Monday, Apr. 14, 1930
Early American
LONG HUNT--James Boyd--Scribner ($2.50).
This is the third novel of an author whose first book was a bestseller, who has written each book better than the last. All of them U. S. historical novels, each succeeding one smells less of the lamp, more of the country. Long Hunt is redolent of the West of 1800.
Murfree Rinnard was a trapper who hated houses, loved the woods; he knew the forests of Tennessee, "Kaintuck," North Carolina like the back of his hand. When he had a load of furs he came to town to get drunk, get a woman, then get away. In Hill Town, N. C. he saw a girl he wanted. She fell in love with him, he slipped off before it was too late. But he was never able to forget her. Years later he saw her in the West: when the Chickasaws rose against the white settlers, Murfree got through to the besieged blockhouse where she was. They had had no water for two days, the Indians knew it. Murfree got it for them, but never knew whether she was grateful.
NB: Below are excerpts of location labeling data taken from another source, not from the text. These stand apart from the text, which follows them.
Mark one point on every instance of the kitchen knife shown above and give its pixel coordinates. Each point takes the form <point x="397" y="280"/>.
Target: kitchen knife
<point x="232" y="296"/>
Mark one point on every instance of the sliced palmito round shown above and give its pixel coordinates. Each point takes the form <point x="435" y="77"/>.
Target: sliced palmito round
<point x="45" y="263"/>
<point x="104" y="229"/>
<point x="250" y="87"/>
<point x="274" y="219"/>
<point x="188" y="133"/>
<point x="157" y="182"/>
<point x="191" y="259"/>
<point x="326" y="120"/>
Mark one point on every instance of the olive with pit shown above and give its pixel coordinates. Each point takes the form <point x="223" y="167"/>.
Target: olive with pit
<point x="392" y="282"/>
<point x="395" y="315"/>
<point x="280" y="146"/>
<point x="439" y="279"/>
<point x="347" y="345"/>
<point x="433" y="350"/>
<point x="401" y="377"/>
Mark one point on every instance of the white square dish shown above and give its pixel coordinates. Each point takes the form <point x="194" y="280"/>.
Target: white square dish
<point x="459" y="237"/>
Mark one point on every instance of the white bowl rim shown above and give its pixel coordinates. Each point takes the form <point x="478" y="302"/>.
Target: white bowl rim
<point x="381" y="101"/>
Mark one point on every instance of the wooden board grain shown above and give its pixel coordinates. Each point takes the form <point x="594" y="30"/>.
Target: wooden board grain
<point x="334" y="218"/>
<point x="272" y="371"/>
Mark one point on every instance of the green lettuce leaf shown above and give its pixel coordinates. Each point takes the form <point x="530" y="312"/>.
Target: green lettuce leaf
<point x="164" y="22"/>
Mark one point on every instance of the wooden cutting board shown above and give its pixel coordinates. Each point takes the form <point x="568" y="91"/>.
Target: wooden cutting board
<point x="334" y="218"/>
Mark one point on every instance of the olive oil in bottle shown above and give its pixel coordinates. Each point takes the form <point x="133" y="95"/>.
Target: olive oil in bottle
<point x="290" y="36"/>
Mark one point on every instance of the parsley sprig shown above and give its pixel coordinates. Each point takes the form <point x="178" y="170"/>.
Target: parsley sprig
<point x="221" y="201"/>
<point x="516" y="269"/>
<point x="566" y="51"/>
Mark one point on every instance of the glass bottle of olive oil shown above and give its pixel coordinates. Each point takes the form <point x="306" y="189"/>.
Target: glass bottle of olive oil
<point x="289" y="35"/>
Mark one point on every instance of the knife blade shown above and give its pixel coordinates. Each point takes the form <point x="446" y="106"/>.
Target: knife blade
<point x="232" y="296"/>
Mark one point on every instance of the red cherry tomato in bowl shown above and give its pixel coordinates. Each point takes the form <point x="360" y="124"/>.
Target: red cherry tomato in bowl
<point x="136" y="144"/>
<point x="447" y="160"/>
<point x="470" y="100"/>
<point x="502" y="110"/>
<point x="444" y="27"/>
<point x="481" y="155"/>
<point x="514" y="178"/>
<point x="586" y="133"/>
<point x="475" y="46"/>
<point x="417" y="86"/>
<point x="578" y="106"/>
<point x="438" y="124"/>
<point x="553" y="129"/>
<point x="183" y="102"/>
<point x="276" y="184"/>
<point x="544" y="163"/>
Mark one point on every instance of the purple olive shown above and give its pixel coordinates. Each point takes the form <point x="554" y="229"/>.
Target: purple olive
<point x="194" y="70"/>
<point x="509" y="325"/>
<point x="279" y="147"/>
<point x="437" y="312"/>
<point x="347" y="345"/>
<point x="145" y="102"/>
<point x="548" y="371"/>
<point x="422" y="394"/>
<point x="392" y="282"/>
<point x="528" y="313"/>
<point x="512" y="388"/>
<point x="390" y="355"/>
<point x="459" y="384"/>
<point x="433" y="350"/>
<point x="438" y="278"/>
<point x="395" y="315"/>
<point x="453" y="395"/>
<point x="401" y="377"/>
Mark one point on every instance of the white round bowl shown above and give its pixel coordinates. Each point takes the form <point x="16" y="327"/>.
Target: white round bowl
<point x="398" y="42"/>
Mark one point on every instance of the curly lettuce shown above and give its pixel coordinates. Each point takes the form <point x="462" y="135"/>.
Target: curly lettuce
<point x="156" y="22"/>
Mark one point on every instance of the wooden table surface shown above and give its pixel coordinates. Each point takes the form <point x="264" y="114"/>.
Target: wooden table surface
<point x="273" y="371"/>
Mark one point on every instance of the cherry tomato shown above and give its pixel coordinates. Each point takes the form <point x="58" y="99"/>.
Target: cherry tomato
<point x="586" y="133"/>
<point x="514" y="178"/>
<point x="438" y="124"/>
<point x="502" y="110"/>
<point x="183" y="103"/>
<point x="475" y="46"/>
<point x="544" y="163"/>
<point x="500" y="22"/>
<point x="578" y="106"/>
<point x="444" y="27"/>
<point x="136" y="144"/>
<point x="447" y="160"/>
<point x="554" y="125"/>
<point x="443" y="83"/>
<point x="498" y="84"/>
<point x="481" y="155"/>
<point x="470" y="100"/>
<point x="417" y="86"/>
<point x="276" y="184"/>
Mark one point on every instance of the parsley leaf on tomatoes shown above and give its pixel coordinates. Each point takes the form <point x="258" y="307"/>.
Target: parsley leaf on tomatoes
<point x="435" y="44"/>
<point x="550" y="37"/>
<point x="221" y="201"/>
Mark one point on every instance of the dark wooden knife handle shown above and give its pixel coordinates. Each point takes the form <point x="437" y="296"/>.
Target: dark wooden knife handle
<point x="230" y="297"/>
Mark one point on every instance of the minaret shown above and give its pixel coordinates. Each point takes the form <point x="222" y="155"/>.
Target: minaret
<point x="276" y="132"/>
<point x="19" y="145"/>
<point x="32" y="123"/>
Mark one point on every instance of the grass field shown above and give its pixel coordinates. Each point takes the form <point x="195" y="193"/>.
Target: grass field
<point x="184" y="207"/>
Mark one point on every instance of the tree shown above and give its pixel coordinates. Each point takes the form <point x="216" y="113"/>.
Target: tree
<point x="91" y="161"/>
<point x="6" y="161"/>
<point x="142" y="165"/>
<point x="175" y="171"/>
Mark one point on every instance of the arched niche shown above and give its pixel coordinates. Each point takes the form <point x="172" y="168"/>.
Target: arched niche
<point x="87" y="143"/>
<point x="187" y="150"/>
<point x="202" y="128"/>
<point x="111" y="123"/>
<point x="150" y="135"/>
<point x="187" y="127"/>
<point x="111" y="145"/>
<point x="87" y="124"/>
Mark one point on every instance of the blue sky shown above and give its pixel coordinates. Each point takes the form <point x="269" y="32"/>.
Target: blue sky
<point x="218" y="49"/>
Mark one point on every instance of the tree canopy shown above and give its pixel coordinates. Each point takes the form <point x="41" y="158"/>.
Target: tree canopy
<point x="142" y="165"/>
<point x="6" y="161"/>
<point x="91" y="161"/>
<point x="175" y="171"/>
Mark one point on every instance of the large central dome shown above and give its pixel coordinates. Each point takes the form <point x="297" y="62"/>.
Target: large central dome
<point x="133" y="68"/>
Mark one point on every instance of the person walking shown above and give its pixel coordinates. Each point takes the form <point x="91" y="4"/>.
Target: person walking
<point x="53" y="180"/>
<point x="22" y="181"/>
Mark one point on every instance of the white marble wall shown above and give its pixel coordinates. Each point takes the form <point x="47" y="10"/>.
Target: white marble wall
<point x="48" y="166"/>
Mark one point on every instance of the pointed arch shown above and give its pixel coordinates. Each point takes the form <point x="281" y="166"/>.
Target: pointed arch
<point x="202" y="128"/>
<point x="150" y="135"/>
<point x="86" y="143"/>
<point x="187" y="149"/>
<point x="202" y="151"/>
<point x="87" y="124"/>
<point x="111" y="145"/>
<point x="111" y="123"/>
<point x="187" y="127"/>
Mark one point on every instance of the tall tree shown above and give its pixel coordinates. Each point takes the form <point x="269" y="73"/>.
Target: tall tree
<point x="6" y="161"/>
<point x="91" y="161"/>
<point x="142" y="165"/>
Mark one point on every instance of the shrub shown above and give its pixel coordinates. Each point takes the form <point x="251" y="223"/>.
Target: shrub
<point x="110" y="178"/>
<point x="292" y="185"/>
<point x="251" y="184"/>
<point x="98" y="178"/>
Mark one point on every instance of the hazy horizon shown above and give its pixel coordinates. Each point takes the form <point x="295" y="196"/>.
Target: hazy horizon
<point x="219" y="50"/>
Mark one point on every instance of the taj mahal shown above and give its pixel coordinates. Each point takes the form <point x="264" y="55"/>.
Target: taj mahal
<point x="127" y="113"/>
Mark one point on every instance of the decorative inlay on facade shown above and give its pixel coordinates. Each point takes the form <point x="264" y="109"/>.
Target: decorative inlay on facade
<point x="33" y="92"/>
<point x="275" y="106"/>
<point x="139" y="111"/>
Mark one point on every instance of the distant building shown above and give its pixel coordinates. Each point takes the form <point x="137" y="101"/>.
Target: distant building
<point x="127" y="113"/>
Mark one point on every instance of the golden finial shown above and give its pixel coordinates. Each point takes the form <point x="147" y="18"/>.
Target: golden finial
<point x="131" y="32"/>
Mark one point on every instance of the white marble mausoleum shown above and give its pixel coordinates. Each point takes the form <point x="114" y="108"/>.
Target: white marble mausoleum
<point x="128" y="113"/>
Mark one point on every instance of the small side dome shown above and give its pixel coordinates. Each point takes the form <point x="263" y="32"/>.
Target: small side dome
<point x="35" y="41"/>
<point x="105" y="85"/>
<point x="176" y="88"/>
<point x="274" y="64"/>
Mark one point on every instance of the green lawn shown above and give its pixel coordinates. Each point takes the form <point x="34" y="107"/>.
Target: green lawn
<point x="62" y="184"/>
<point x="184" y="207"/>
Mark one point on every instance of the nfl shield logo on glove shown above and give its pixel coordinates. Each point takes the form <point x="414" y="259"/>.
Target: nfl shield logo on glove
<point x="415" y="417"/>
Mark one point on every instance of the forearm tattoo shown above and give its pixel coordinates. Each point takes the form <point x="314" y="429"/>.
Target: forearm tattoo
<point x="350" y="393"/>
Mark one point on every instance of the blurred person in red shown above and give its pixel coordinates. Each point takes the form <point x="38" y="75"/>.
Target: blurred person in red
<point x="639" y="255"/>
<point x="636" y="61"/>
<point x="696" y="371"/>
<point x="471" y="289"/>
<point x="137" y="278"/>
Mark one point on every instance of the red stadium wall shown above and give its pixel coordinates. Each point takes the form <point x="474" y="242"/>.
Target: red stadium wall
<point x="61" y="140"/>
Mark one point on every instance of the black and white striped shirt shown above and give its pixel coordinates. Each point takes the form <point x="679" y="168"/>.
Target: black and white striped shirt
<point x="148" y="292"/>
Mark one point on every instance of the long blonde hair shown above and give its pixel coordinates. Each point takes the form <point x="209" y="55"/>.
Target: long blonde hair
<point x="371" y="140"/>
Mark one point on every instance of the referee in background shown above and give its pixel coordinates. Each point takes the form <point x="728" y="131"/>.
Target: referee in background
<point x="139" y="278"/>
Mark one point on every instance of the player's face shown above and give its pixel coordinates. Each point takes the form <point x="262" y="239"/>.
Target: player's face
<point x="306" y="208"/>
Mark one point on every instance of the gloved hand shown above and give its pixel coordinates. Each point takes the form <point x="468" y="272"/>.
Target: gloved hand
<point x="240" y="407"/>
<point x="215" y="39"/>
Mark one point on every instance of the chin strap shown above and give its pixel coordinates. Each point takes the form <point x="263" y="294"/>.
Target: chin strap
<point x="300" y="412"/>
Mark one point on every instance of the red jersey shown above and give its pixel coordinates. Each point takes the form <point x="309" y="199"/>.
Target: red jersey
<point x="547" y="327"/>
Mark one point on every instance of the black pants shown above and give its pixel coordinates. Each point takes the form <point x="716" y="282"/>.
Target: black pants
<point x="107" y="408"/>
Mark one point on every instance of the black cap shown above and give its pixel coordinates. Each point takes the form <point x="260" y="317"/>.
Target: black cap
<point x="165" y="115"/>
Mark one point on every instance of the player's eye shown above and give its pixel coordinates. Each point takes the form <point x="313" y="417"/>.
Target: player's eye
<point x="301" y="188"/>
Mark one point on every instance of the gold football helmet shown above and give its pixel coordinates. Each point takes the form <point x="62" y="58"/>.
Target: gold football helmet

Author James Boyd, 37, married, is a native of Harrisburg, Pa., moved to North Carolina when he was 13, lives at Southern Pines. He graduated from Princeton (1910), spent two years at Trinity College, Cambridge. Before the War he worked with Publisher Doubleday Page because he liked books, thought he had not enough ability to write one himself. After the War doctors ordered him South. Says he: "I had to do something . . . so I decided to try writing short stories. . . ." Lean, tanned, Author Boyd is Master of Hounds at Southern Pines, hunts three days a week during the season. Other books: Drums, Marching On.